Un nuovo studio di imaging cerebrale all’avanguardia della Northwestern University offre nuovi indizi sulla neurobiologia della resilienza e aiuta a spiegare perché alcuni di noi sono meglio in grado di far fronte a fattori di stress significativi.

Le reti cerebrali coinvolte nel rendere qualcuno più o meno resiliente hanno lasciato perplessi i neuroscienziati. Così, nella ricerca pioneristica, lo psicologo della Northwestern University Gregory E. Miller e il suo team hanno deciso di portare alla luce le radici neurobiologiche della resilienza utilizzando l’imaging cerebrale con risonanza magnetica funzionale (fMRI) e ponendo le seguenti domande: Perché l’esposizione alla violenza di quartiere è molto più dannosa per la benessere generale di alcuni giovani rispetto ad altri? Quali reti cerebrali sono coinvolte nel modo in cui rispondiamo ai principali fattori di stress della vita?

Innumerevoli studi hanno identificato una correlazione tra vivere in un quartiere ad alto rischio di criminalità con un aumento della cattiva salute caratterizzato da sindrome metabolica, asma e perdita di sonno. Tuttavia, anche i bambini che crescono nella stessa casa possono avere risposte psicofisiologiche molto diverse allo stress. Alcuni bambini sono i cosiddetti bambini “tarassaco”, che mostrano un’incredibile capacità di ripresa anche nelle condizioni più difficili; mentre altri sono più simili ai bambini “orchidee”, che sono più vulnerabili agli ambienti difficili.

Per questo studio, i ricercatori del Northwestern hanno reclutato 218 studenti dell’ottavo anno provenienti da diversi quartieri intorno a Chicago. Ogni quartiere è stato valutato in base al crimine violento e ai tassi di omicidio. Ai partecipanti allo studio è stata assegnata una valutazione cardiometabolica che include test per la resistenza all’insulina, l’obesità e la sindrome metabolica complessiva. Quindi, i partecipanti hanno avuto una scansione di neuroimaging fMRI per quantificare la connettività funzionale del cervello.
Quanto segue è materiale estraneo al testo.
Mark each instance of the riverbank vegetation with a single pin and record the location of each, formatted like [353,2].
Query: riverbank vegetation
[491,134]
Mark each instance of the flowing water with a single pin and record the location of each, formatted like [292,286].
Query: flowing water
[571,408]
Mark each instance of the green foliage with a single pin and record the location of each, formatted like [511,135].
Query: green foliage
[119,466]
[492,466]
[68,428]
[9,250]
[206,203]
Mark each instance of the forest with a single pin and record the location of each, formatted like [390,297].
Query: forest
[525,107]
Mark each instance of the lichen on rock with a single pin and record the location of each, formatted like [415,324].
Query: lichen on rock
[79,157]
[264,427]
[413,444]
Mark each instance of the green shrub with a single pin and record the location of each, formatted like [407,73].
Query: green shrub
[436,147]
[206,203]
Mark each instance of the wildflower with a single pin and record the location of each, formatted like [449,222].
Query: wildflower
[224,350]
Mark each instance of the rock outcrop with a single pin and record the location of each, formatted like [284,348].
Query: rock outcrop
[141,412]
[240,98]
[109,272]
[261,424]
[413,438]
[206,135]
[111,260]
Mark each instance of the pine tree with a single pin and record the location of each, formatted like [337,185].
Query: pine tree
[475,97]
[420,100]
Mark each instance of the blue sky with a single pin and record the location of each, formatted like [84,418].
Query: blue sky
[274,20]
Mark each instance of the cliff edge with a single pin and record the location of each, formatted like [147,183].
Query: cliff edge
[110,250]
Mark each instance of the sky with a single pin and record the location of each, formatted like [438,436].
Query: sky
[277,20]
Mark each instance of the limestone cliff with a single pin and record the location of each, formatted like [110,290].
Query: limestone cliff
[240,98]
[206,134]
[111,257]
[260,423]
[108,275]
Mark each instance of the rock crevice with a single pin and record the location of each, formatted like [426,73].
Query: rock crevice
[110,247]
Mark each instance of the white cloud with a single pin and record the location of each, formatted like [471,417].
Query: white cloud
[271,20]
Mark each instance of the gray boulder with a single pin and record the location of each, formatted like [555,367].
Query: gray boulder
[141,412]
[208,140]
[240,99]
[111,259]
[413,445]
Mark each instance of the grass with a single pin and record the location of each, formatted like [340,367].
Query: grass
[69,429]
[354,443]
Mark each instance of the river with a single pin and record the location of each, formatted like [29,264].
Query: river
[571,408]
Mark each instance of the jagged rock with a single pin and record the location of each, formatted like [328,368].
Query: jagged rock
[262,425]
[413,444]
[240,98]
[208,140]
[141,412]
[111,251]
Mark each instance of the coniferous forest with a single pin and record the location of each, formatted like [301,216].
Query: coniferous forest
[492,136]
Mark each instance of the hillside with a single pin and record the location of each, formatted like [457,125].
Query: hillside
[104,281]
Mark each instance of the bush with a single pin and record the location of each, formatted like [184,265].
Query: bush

Sebbene gli studenti che vivono in quartieri violenti tendono ad avere una salute metabolica peggiore, coloro che vivevano in quartieri criminali e mantenevano sani biomarcatori per lo stress mostravano anche una maggiore connettività all’interno della rete centrale esecutiva centrale (CEN) del cervello.

Secondo i ricercatori, il CEN è un centro per il cervello che facilita il modo in cui interpretiamo gli eventi minacciosi, esercitiamo l’autocontrollo e sopprimiamo le immagini emozionali indesiderate. Sulla base di questi risultati, sembra che la connettività dello stato di riposo all’interno della rete esecutiva centrale possa essere un moderatore adattativo che aumenta la resilienza a livello neurobiologico.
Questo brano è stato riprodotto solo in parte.